Neurotransmitters
Tijdsduur: 20 minuten
Neurotransmitters
Lesbeschrijving Neurotransmitters
Oefening 1 (klassikaal)
We hebben al ontdekt dat we zelf dingen kunnen doen waardoor we ons gelukkiger voelen:
sporten, lachen, aanraken, positief denken, knuffelen, complimentjes ontvangen, dat soort dingen.

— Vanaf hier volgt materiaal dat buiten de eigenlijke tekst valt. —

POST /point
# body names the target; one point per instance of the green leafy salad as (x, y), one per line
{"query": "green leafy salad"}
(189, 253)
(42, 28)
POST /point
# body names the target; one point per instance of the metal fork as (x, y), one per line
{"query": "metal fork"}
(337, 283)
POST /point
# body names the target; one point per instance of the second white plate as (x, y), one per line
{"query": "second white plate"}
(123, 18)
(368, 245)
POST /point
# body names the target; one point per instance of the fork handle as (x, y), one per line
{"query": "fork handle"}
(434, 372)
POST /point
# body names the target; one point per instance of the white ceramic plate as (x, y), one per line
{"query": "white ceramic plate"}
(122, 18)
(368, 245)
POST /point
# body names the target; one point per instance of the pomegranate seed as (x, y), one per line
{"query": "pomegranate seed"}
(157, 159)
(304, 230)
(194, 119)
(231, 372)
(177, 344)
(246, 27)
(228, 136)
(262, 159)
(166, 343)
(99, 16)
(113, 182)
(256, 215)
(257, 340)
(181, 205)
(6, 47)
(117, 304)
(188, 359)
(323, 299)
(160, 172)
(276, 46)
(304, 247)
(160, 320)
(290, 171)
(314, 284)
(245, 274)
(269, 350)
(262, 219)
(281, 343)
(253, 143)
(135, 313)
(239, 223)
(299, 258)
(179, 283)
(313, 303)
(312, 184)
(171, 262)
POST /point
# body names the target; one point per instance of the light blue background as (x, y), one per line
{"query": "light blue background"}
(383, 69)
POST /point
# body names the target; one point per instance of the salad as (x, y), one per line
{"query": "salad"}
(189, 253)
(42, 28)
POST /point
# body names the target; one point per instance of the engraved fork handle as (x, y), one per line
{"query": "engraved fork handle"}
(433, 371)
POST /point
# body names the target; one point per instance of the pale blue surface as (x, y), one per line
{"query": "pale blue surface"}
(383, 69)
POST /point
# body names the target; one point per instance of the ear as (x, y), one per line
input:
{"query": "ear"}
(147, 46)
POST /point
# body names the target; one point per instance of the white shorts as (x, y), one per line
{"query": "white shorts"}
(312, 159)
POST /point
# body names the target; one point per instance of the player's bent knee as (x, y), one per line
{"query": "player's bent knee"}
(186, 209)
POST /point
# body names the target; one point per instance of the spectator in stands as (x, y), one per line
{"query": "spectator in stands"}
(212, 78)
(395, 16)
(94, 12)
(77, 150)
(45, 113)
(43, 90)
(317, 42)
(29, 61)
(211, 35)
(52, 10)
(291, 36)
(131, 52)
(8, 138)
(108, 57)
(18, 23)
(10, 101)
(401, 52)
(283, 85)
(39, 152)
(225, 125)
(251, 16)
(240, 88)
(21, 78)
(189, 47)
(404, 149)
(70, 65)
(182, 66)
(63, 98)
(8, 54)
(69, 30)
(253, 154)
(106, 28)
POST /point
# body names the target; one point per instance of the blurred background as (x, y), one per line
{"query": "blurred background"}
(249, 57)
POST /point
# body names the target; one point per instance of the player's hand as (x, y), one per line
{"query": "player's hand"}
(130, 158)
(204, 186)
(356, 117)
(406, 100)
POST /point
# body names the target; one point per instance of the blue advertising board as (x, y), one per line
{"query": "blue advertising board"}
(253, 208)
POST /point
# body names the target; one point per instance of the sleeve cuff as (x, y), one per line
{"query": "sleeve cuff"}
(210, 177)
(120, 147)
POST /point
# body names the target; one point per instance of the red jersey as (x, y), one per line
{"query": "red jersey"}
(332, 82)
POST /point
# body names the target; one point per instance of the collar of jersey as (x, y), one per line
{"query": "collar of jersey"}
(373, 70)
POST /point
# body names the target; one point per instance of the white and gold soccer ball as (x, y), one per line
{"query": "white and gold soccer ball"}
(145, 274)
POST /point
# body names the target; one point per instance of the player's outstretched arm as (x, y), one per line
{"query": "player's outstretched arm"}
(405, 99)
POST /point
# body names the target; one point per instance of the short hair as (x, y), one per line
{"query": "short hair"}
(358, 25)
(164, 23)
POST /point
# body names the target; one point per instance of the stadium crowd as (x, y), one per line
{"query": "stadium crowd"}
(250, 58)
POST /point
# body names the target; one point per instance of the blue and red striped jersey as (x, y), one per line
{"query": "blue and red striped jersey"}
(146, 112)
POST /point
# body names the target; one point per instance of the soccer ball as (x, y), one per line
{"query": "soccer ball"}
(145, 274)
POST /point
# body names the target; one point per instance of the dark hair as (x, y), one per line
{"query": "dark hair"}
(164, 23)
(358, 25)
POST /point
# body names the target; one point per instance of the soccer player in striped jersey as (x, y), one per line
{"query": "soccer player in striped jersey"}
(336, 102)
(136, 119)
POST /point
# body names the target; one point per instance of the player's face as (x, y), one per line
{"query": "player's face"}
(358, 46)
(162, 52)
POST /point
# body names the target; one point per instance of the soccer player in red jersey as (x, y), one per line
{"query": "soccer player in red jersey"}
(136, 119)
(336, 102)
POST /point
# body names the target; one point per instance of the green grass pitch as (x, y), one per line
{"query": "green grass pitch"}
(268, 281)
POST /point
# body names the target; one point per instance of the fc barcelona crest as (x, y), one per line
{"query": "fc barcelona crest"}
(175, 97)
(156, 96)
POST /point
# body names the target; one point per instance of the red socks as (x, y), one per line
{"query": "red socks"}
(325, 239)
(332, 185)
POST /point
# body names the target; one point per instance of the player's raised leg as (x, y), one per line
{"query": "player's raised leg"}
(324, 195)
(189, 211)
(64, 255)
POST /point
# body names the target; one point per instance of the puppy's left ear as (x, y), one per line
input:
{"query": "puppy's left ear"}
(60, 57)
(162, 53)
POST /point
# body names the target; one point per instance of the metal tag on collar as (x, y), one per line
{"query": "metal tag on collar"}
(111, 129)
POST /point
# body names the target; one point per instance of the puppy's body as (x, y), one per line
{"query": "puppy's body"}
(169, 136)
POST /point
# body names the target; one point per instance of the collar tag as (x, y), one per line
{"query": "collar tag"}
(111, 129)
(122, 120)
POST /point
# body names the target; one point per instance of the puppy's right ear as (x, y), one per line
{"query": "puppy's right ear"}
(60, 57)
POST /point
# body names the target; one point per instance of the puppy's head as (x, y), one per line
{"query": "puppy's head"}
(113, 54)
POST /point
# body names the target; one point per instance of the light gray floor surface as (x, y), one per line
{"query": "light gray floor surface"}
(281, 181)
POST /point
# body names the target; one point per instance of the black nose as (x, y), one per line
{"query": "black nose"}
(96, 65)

Maar we kunnen ons geluksgevoel ook een beetje groter maken met wat we eten :-) Om erachter te komen hoe dat kan, moeten we eerst iets meer weten over de hersenen. Hieronder een aantal vragen (en antwoorden) om de voorkennis te oefenen.
Oefening 2 Uitleg over Neurotransmitters (klassikaal)
Hieronder is een afbeelding van een hersencel. Onze hersenen bestaan uit miljarden van deze hersencellen. Als een hersencel iets wil vertellen (bijvoorbeeld: “ga rennen”), dan praten de hersencellen met elkaar. Ze geven het bericht door, net zolang totdat het bij de spieren in je benen is aangekomen. Dat gaat razendsnel.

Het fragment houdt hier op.